В разгаре сменяющих друг друга и противоречивых волнений, во время первых приступов страдания, под угрозой неминуемой опасности я еще не в силах был сосредоточить свои мысли на том, Другом. К тому же с самого начала у меня не было и тени сомнения относительно верности моего прежнего подозрения. В моей душе Другой тотчас же принял образ Филиппо Арборио, и при первом приступе плотской ревности, охватившей меня там, в алькове, отталкивающий образ этого человека соединялся с образом Джулианы в целом ряде ужасных видений.

Теперь, в то время как мы с Федерико ехали верхом по направлению к лесу вдоль извилистой реки, на которую я смотрел тогда, в скорбный день Святой Субботы, Другой тоже ехал с нами.
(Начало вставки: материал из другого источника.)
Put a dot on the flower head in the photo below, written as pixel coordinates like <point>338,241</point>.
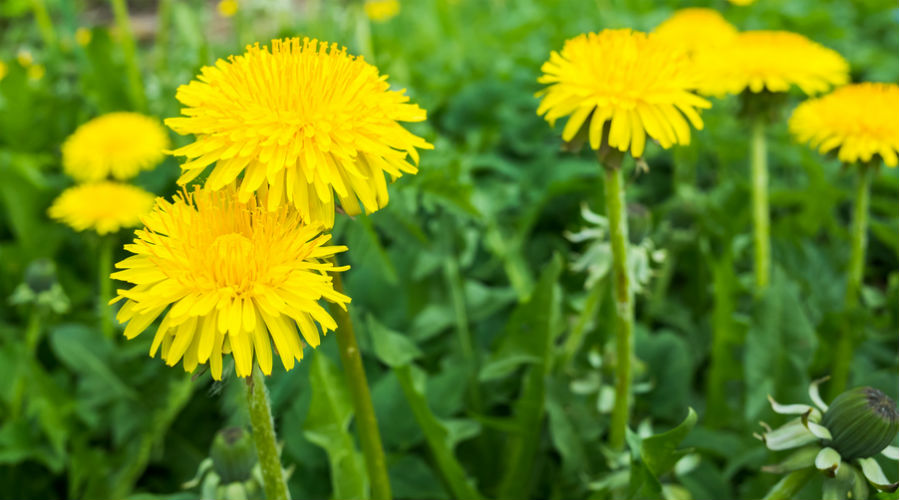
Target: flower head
<point>104,207</point>
<point>305,119</point>
<point>859,120</point>
<point>117,144</point>
<point>839,440</point>
<point>638,83</point>
<point>770,60</point>
<point>696,29</point>
<point>227,276</point>
<point>381,10</point>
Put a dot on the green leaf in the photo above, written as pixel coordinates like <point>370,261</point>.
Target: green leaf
<point>85,350</point>
<point>327,425</point>
<point>779,348</point>
<point>530,332</point>
<point>392,348</point>
<point>660,451</point>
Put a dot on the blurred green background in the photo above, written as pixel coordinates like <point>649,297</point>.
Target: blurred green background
<point>467,245</point>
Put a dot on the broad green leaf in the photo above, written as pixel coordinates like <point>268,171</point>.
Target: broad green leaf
<point>392,348</point>
<point>660,451</point>
<point>327,425</point>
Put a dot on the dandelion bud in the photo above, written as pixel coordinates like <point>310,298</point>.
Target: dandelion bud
<point>862,421</point>
<point>233,454</point>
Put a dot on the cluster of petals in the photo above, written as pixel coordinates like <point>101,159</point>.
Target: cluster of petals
<point>304,119</point>
<point>227,275</point>
<point>860,121</point>
<point>104,207</point>
<point>638,84</point>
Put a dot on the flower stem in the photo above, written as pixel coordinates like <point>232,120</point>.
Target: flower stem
<point>844,349</point>
<point>366,423</point>
<point>790,484</point>
<point>264,437</point>
<point>104,267</point>
<point>126,36</point>
<point>624,299</point>
<point>760,173</point>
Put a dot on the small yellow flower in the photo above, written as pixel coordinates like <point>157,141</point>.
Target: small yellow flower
<point>772,61</point>
<point>117,144</point>
<point>305,119</point>
<point>382,10</point>
<point>104,207</point>
<point>228,276</point>
<point>83,36</point>
<point>25,58</point>
<point>696,29</point>
<point>36,71</point>
<point>859,120</point>
<point>227,8</point>
<point>638,83</point>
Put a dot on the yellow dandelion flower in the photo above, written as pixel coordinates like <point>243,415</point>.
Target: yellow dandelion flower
<point>381,10</point>
<point>104,207</point>
<point>773,61</point>
<point>227,276</point>
<point>83,36</point>
<point>305,119</point>
<point>638,83</point>
<point>117,144</point>
<point>859,120</point>
<point>227,8</point>
<point>696,29</point>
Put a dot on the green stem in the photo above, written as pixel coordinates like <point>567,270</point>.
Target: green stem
<point>449,467</point>
<point>844,350</point>
<point>366,423</point>
<point>790,485</point>
<point>721,362</point>
<point>45,24</point>
<point>624,300</point>
<point>105,267</point>
<point>129,50</point>
<point>274,481</point>
<point>32,338</point>
<point>760,172</point>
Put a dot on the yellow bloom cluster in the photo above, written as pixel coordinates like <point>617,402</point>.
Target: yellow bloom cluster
<point>305,119</point>
<point>102,206</point>
<point>860,121</point>
<point>227,276</point>
<point>772,61</point>
<point>637,83</point>
<point>117,145</point>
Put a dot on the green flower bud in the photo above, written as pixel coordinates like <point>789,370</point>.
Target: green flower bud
<point>862,422</point>
<point>233,454</point>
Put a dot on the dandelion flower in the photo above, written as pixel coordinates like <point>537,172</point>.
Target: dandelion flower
<point>305,119</point>
<point>859,120</point>
<point>381,10</point>
<point>227,276</point>
<point>638,83</point>
<point>773,61</point>
<point>696,29</point>
<point>104,207</point>
<point>117,144</point>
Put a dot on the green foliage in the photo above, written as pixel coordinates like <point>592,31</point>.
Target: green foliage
<point>490,361</point>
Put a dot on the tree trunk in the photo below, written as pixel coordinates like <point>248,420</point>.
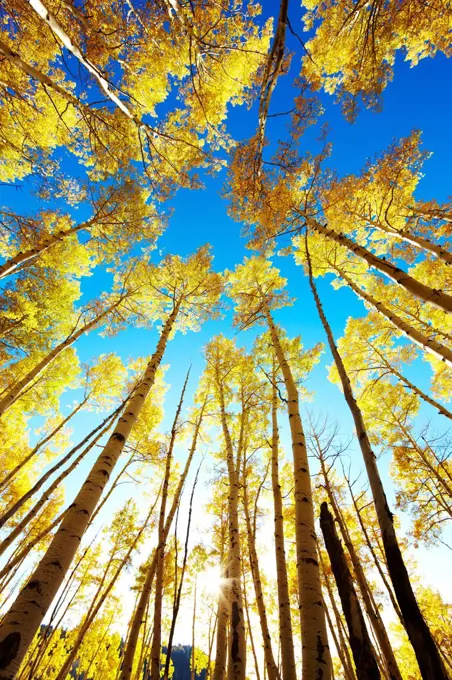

Между моим братом и мною вставал образ Филиппо Арборио, оживленный и так живо воссозданный моей ненавистью, что, представляя его, я реально испытывал то нервное физическое раздражение, которое несколько походило на неудержимую дрожь, не раз охватывавшую меня во время поединка, перед противником, стоявшим уже без рубашки, в ожидании сигнала к атаке.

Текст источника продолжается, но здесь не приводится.